Representatives from 93 countries are attending the 14th regional seminar of the Organisation for Economic Cooperation and Development (OECD) and Asian Development Bank (ADB) Anti-Corruption initiative for Asia and Pacific themed “Development with Values: Social Fence against Corruption”.

Members said that degeneration in moral values is the main cause of corruption. As communities, societies, and nations evolve, values continuously shape future humanity at large. Corruption has become the root problems in the societies, representatives said.

Corruption in the Asia-Pacific region continues to erode public trusts, and undermine rule of law and divert valuable development funds. It continues to make headlines, especially in this region, representatives said.

ADB’s head of anti-corruption and integrity office, Clare Wee said: “This has prompted the question if the region has stalled its efforts to fight corruption.” She added that Sustainable Development Goals include new targets to substantially reduce corruption and bribery in all their forms. “The goals are new and stronger call to action,”

Global partnerships have gained momentum in fighting corruption since 2011.

A problem with the region is that tax evasion has become a global concern and the Panama Papers have revealed such  issues.

“More efforts are needed to implement reforms on tax integrity and transparency in the region,” Clare Wee said.

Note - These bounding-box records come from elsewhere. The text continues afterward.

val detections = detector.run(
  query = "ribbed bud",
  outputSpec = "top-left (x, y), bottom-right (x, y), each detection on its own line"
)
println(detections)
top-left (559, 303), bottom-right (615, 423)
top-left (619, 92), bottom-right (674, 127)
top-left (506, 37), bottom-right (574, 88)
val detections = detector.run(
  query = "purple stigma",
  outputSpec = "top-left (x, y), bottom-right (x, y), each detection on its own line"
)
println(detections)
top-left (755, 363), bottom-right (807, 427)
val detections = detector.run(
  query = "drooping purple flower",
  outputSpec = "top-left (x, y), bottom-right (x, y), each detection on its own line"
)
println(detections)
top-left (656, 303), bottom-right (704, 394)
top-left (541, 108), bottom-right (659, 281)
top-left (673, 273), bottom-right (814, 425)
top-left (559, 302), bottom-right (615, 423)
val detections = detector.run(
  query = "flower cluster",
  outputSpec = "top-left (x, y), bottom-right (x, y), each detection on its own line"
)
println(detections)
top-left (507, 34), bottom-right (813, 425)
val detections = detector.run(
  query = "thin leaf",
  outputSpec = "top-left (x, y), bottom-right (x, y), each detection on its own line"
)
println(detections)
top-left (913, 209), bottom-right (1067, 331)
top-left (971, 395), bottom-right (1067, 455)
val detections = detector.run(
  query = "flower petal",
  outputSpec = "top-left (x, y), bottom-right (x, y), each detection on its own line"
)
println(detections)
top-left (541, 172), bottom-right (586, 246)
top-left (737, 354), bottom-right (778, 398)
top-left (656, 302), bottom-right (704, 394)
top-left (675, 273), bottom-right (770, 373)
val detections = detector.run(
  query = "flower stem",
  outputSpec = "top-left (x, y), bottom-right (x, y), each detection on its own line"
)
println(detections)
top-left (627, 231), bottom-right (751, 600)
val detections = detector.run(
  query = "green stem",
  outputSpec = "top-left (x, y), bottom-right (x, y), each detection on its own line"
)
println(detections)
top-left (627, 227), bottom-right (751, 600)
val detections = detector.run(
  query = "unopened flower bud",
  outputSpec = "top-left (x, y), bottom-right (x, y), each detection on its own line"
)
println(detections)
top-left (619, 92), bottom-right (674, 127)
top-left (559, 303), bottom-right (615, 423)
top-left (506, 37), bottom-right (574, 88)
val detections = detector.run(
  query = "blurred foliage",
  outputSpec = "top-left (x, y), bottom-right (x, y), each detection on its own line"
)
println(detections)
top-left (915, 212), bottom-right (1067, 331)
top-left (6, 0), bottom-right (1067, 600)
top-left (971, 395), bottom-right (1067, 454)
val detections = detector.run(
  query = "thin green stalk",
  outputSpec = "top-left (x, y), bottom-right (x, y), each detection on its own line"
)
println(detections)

Lack of tax integrity and a culture of tax secrecy and evasion increase the risk of corruption, she added. Governments need far more tax-generated resources and domestic mobilisation is important for all the countries in this region including Bhutan.

OECD’s secretary general Angel Gurria said that corruption is the biggest systemic threat facing the economies and societies in Asia and Pacific countries.

“Corruption exacerbates inequalities, erodes trusts, distorts markets, and raises the cost of doing business,” he said.

In contrast, he said, a culture of integrity brings great benefits making economies more productive, public sector more efficient, societies and economies more intensive, and the institutions more trustworthy.

He said that integrity, therefore, is a major component of Gross National Happiness.

Enhancing the effectiveness and independence of anti-corruption agencies and other criminal enforcement agencies is another critical challenge being faced today.

Lyonhoen Tshering Tobgay delivered the key note address. He said despite all check and balance measures Bhutan  still has to be careful.

Anti-Corruption Commission’s chairperson, Kinley Yangzom, said that Bhutan has earned good reputation both within and outside the country for efforts against corruption.

Bhutan today ranks 27th out of 168 countries in the Transparency International Corruption Perception index 2015.

“Our goal is to improve the ranking to 20th by 2020 which appears to be a daunting task,” said Kinley Yangzom.

However, she said that there exists political will at the highest level and the inspiration from the anti-corruption champion His Majesty The King.

She said the theme was appropriate for Bhutan given its development policy of Gross National Happiness.

The governments in Asia-Pacific in 1999 resolved to cooperate in the fight against corruption by launching the Anti-Corruption Initiative for Asia-Pacific under the joint leadership of the ADB and the OECD.

Bhutan became a member of the initiative in September 2007 as its 28th member. As of today, there are 31 member countries.